SQL - Delete Duplicate Records
To delete duplicate rows from a table, you can use the DELETE statement in combination with subqueries or temporary tables. Here's an example of how you can delete duplicate rows using a subquery approach:
Let's assume we have a "Customers" table with the following columns:
CustomerID (unique identifier for each customer)
FirstName (first name of the customer)
LastName (last name of the customer)
Email (email address of the customer)
To delete duplicate rows based on the combination of FirstName and LastName, you can use the following query:
DELETE FROM Customers
WHERE CustomerID NOT IN (
SELECT MIN(CustomerID)
FROM Customers
GROUP BY FirstName, LastName
);
Explanation:
The subquery SELECT MIN(CustomerID) FROM Customers GROUP BY FirstName, LastName retrieves the minimum CustomerID for each combination of FirstName and LastName in the "Customers" table. This means it selects one unique row for each set of duplicate rows.

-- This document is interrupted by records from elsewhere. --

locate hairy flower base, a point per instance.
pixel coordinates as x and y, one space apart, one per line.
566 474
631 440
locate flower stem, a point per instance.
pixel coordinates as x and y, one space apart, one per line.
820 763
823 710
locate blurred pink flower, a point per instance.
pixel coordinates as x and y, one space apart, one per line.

The outer DELETE statement uses the NOT IN operator to delete rows where the CustomerID is not in the result of the subquery. In other words, it keeps only the rows with the minimum CustomerID for each set of duplicates and deletes the rest.
By executing this query, all duplicate rows based on the combination of FirstName and LastName will be deleted, keeping only one row for each unique combination.
Please note that before performing any deletion operation, it's crucial to backup your data or run the query on a test environment to ensure the desired outcome and avoid accidental data loss. Adjust the table name and column names as per your specific database schema and requirements.